Dr Theune begins his critique by telling us about all the poetic institutions that exist in Chicago such as the Poetry Foundation, The School of the Art Institute, Slam and Columbia College Chicago. The funny thing about Theune’s inclusion of these institutions is the fact that in Chicago “post Avant” is a distinct minority of poets and this was the community that was coming to flower in the early part of this decade that we wanted to highlight. Our objective was never to do a whole Chicago anthology but to highlight that community and all the groups highlighted do not support that community. We made that clear to our readers.

Also in terms of poetic infrastructure those who write regionally or who do spoken word poetry have a large and well funded infrastructure in Chicago while those who do experimental work do not have anything apart from a few small presses and a few reading series. None of our universities here apart from the U of Chicago have any stake in the line of poetry that begins with Pound and moves through Stein, Zukofsky, Duncan, Creeley to today’s experimental poets.
It was the growth of that community that interested us.

Dr Theune’s second critique is that the anthology is “A great deal messier” and he uses words like “tepid” and “opaque” to criticize the work chosen but of course the poetry he likes is mentioned in the review while the work he finds “tepid” or “opaque” is not mentioned. He must not have mentioned the other work as not to affect Thune’s future publication opportunities with anyone he might insult.

He also critiques our inclusion of some poets that have a “slam feel” but then earlier he critiqued the lack of diversity in the anthology, so which one is it??

Dr Theune?? Are you still there or are you back teaching class or is it time for sabbatical?

Then he gets to the real charge our press is really full of ‘Cronyism and Reactionary distain’. He accuses us of publishing our friends and people we are connected to from the same “Universities”. I for one am not an academic and I have been critical in essays of the University centered poetry scene as well. My co-editor William Allegrezza did not attend University with any of the anthologized poets.
It is true however that there are poets in our anthology that came out of the same places.
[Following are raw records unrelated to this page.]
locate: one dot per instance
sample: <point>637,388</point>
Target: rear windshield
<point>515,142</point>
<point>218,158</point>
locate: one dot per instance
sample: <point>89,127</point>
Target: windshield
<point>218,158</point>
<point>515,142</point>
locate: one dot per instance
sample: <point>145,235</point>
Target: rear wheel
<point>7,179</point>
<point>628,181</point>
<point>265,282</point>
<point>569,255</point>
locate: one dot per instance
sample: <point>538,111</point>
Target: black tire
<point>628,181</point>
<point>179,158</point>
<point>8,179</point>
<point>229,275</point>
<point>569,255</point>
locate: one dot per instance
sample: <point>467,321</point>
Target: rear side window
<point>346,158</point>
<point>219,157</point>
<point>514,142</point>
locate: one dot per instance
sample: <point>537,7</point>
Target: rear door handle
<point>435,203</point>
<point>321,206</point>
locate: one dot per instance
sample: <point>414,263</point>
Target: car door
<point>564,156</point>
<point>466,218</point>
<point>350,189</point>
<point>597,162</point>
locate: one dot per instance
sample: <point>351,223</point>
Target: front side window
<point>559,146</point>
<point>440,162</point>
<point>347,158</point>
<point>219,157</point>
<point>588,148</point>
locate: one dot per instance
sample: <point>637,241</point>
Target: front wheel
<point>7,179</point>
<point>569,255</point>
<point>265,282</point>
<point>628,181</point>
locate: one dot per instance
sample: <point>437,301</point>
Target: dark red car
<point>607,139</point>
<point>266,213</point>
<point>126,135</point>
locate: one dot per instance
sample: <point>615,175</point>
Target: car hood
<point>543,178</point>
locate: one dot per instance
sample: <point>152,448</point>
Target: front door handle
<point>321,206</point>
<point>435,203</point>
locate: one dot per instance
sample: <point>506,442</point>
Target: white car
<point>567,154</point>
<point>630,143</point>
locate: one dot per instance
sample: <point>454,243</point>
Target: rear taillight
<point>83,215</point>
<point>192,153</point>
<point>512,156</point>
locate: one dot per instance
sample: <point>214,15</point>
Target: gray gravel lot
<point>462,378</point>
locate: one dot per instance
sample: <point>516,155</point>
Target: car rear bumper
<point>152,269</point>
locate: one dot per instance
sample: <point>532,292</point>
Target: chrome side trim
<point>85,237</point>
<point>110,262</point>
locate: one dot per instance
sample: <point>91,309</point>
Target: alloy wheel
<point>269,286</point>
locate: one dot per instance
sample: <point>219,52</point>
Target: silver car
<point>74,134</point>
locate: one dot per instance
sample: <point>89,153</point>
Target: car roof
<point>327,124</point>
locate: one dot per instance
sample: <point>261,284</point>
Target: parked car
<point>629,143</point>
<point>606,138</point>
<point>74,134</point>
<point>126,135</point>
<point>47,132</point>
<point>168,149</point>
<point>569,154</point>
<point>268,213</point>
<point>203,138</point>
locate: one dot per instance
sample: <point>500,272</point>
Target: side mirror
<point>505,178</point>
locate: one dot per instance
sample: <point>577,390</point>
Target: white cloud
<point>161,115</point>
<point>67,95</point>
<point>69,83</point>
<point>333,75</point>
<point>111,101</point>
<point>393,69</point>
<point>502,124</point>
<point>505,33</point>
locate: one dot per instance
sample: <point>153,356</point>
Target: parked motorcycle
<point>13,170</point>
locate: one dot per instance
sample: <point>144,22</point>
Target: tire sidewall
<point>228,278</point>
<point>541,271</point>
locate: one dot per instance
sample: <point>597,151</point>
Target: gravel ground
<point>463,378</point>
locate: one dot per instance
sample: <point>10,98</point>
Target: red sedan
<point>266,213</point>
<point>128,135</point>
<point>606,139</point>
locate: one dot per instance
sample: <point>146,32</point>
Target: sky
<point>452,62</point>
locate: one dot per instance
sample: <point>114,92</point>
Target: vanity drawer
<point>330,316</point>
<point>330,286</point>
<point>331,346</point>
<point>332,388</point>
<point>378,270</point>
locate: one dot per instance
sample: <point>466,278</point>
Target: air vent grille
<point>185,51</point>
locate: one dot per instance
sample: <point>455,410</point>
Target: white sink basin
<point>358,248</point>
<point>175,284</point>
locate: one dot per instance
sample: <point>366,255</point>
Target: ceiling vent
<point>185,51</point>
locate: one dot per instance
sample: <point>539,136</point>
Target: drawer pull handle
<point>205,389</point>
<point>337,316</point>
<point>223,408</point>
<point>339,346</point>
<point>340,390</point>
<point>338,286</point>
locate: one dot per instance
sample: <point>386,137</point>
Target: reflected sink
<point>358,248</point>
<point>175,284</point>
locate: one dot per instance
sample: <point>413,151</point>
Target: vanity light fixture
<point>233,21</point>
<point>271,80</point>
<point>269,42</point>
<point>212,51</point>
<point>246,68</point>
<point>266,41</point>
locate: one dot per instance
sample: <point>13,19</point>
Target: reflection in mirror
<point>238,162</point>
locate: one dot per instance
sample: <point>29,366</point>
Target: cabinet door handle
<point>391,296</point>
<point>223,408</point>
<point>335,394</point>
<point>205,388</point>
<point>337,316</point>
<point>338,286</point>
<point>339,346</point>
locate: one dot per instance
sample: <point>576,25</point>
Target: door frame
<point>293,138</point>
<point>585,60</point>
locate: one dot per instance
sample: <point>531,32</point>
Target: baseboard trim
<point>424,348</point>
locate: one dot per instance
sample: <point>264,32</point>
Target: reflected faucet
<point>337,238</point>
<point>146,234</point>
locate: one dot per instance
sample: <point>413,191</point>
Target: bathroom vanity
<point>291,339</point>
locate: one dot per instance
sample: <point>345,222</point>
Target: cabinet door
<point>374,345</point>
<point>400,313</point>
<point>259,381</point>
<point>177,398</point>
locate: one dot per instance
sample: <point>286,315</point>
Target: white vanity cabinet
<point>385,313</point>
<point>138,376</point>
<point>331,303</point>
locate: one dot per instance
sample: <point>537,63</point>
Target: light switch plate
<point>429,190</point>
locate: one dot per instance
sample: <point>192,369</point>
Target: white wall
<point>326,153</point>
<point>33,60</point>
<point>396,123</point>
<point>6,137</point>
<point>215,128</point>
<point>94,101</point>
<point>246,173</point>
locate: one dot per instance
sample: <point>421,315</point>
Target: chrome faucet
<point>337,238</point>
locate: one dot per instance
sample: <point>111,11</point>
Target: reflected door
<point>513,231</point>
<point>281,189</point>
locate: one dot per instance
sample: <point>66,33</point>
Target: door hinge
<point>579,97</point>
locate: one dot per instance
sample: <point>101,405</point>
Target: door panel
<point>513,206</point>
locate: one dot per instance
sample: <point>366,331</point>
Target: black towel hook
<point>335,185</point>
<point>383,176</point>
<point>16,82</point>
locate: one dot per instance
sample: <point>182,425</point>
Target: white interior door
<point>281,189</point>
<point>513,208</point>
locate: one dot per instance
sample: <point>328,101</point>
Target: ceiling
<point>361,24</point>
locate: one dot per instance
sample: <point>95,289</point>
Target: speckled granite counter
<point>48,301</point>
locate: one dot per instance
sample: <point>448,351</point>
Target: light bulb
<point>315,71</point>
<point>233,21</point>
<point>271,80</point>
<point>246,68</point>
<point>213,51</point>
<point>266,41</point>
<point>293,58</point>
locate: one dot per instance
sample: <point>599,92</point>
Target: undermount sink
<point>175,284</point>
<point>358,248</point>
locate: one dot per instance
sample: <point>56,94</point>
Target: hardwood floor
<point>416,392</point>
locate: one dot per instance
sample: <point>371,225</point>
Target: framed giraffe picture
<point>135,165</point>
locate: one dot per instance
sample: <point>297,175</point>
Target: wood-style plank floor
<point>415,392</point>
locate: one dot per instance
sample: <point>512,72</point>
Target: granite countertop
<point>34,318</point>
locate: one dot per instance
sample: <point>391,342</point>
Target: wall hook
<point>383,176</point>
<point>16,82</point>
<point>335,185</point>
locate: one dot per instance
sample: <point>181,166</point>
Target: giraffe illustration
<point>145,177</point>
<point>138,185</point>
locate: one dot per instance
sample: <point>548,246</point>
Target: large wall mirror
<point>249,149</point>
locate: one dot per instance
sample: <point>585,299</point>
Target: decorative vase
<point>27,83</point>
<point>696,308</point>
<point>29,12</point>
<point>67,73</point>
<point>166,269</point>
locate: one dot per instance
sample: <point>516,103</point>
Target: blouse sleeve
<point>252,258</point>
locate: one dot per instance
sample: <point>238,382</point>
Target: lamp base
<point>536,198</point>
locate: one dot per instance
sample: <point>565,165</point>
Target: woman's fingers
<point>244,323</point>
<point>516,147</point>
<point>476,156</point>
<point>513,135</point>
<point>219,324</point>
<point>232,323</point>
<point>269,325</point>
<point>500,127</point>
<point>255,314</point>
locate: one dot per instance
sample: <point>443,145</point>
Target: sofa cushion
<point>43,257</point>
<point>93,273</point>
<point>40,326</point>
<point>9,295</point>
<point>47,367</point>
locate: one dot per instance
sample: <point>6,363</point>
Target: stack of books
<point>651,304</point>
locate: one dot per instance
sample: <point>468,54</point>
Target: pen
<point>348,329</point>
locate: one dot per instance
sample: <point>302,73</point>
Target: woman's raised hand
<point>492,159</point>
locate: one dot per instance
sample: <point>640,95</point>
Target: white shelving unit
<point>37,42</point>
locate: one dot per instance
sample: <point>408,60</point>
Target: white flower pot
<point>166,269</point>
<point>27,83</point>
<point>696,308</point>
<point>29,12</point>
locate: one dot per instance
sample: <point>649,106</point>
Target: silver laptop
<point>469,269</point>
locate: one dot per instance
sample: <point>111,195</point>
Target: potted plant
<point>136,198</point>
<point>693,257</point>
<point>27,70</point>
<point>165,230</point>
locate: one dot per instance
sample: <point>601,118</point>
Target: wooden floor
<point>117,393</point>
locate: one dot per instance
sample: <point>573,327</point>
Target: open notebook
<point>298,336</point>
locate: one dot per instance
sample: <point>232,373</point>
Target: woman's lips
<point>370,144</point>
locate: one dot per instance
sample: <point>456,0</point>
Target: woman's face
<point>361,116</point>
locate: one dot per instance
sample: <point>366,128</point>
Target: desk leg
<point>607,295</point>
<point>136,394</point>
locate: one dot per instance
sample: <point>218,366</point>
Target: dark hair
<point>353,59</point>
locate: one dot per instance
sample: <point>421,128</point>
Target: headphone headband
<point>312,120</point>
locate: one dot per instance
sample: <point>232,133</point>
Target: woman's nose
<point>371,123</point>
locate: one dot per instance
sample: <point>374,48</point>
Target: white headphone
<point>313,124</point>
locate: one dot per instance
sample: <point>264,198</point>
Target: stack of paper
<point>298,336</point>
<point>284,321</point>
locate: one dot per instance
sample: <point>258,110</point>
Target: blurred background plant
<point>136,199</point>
There are Iowa and Oxford Graduates, the same places Dr Theune attended for example. There is a group that attended the Universities of Chicago, Brown and University of Illinois Chicago, all of these poets do come from different backgrounds but their aesthetic is similar there is some variety but cronyism was not our intent or the way we put the book together. You get the sense from Dr Theune’s essay that he is jealous for not being included in the Anthology?

A comment that I made about Slam that is can be vapid and uninteresting on my blog makes me ‘fearful and reactionary’ yet the fact is that Slam has become in Chicago and most other places performance art and is very commercial is not mentioned.
There are some Slam poets who are fine writers Kevin Coval who I have reviewed favorably comes to mind but anyone who has watched slam or read it will find that much of is formulaic and the same in tone and content and why do they need us to include them in an anthology when they have HBO and Russell Simmons to promote them?

Dr Theune continues his vituperative attack by accusing us of being deceitful and being people of privilege because we champion Experimental Work. This is rich from a man who has degrees from Oxford, Iowa and Houston and who teaches at an elite private school in central Illinois.
The realities are that all three presses and anthologies he attacked are run as shoe string non profits with most of the operating capital coming from small donors or from the editors pockets.
In the end Dr Theune chose to set forth his vision for what an anthology should be so why doesn’t he do his own anthology?
I do not know what vapid end Dr Theune had in mind with his essay? The three anthologies that he attacked all contain some of the finest experimental work in print today yet it is not good enough for him. In the end the anthologists put themselves on the line with a creation and a vision while Dr Theune just barked his critique from the sidelines like a yappy dog behind a large, locked door safe from life and engagement.